NVMe-oF Host Configuration for RHEL 8.4 with ONTAP

Contributors netapp-ranuk Download PDF of this page

Supportability

NVMe over Fabrics or NVMe-oF (including NVMe/FC and other transports) is supported with RHEL 8.4 with ANA (Asymmetric Namespace Access). ANA is the ALUA equivalent in the NVMe-oF environment, and is currently implemented with in-kernel NVMe Multipath. The details for enabling NVMe-oF with in-kernel NVMe Multipath using ANA on RHEL 8.4 and ONTAP as the target has been documented here.

Features

  • Starting RHEL 8.2, nvme-fc auto-connect scripts are included in the native nvme-cli package. You can rely on these native auto-connect scripts instead of having to install the external vendor provided outbox auto-connect scripts.

  • Starting RHEL 8.2, a native udev rule is already provided as part of the nvme-cli package which enables round-robin load balancing for NVMe multipath. You need not manually create this rule any more (as was done in RHEL 8.1).

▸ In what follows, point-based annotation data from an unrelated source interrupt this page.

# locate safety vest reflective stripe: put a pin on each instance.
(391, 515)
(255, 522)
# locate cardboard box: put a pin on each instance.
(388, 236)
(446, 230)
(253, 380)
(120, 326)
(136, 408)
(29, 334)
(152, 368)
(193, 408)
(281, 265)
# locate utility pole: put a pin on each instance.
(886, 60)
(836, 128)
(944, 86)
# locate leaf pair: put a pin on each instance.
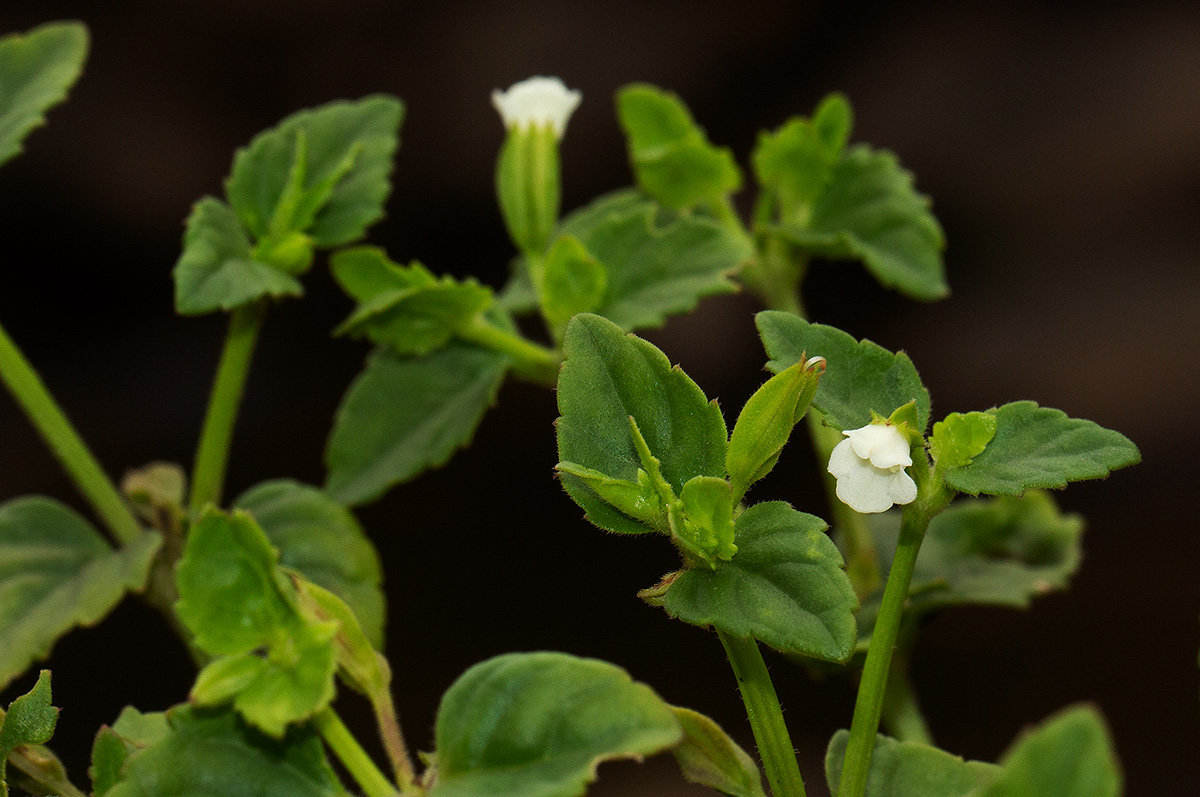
(642, 449)
(318, 179)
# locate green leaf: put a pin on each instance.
(36, 70)
(403, 415)
(670, 154)
(215, 753)
(406, 309)
(216, 269)
(30, 720)
(870, 211)
(785, 587)
(911, 769)
(658, 262)
(57, 573)
(539, 724)
(960, 437)
(323, 172)
(1038, 447)
(322, 540)
(569, 281)
(609, 377)
(861, 377)
(709, 757)
(1068, 755)
(766, 424)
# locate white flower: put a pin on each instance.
(870, 468)
(537, 101)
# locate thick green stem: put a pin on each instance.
(352, 755)
(529, 360)
(213, 453)
(766, 715)
(66, 444)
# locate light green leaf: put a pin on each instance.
(215, 753)
(1038, 447)
(323, 540)
(403, 415)
(870, 211)
(323, 172)
(670, 154)
(57, 573)
(36, 71)
(785, 587)
(861, 377)
(216, 269)
(538, 725)
(911, 769)
(1068, 755)
(407, 309)
(658, 262)
(712, 759)
(609, 377)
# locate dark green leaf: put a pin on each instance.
(323, 540)
(658, 262)
(911, 769)
(215, 753)
(216, 269)
(36, 70)
(57, 573)
(712, 759)
(1038, 447)
(870, 211)
(540, 723)
(785, 587)
(403, 415)
(1068, 755)
(670, 154)
(323, 172)
(861, 377)
(610, 377)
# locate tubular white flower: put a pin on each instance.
(870, 466)
(537, 101)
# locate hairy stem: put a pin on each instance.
(352, 755)
(213, 453)
(65, 442)
(766, 715)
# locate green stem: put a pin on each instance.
(65, 442)
(534, 363)
(213, 453)
(765, 714)
(352, 755)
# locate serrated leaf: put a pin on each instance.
(861, 377)
(670, 154)
(658, 262)
(869, 210)
(351, 141)
(785, 586)
(609, 377)
(539, 724)
(1038, 447)
(1068, 755)
(709, 757)
(57, 573)
(216, 269)
(323, 540)
(911, 769)
(403, 415)
(214, 750)
(36, 71)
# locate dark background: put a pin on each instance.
(1061, 150)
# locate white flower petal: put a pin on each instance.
(537, 101)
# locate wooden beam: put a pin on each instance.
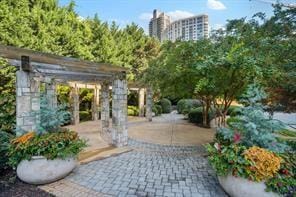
(39, 57)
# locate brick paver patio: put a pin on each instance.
(150, 170)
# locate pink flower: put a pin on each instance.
(217, 146)
(236, 137)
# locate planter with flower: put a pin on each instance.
(249, 159)
(48, 154)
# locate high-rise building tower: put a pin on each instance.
(158, 24)
(191, 28)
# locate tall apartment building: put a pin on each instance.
(191, 28)
(158, 24)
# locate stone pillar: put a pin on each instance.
(51, 95)
(119, 111)
(95, 104)
(74, 95)
(149, 103)
(27, 102)
(141, 102)
(105, 108)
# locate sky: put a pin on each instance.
(124, 12)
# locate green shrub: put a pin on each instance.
(85, 116)
(234, 111)
(166, 105)
(284, 182)
(157, 109)
(185, 105)
(132, 111)
(61, 144)
(195, 115)
(4, 147)
(254, 125)
(7, 96)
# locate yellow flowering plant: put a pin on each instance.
(265, 164)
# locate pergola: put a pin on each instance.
(37, 67)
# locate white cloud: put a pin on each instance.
(179, 14)
(145, 16)
(216, 5)
(218, 26)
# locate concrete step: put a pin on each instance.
(102, 153)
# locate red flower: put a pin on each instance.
(285, 171)
(236, 137)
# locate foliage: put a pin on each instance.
(51, 119)
(166, 105)
(185, 105)
(4, 147)
(284, 182)
(85, 115)
(63, 94)
(227, 159)
(133, 111)
(157, 109)
(195, 115)
(265, 164)
(254, 126)
(61, 144)
(7, 96)
(287, 133)
(234, 110)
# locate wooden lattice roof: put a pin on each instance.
(61, 67)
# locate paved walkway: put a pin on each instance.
(169, 166)
(150, 170)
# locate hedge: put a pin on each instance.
(157, 109)
(166, 105)
(132, 110)
(185, 105)
(195, 115)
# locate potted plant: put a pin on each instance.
(50, 152)
(45, 158)
(248, 157)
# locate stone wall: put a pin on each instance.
(119, 111)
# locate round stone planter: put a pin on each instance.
(240, 187)
(40, 170)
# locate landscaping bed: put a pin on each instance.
(10, 185)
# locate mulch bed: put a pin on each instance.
(10, 186)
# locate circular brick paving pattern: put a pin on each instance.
(151, 170)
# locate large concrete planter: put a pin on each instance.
(39, 170)
(240, 187)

  • Starting RHEL 8.2, both NVMe and SCSI traffic can be run on the same co-existent host. In fact, that is expected to be the commonly deployed host config for customers. Therefore, for SCSI, you may configure dm-multipath as usual for SCSI LUNs resulting in mpath devices, whereas NVMe multipath may be used to configure NVMe-oF multipath devices on the host.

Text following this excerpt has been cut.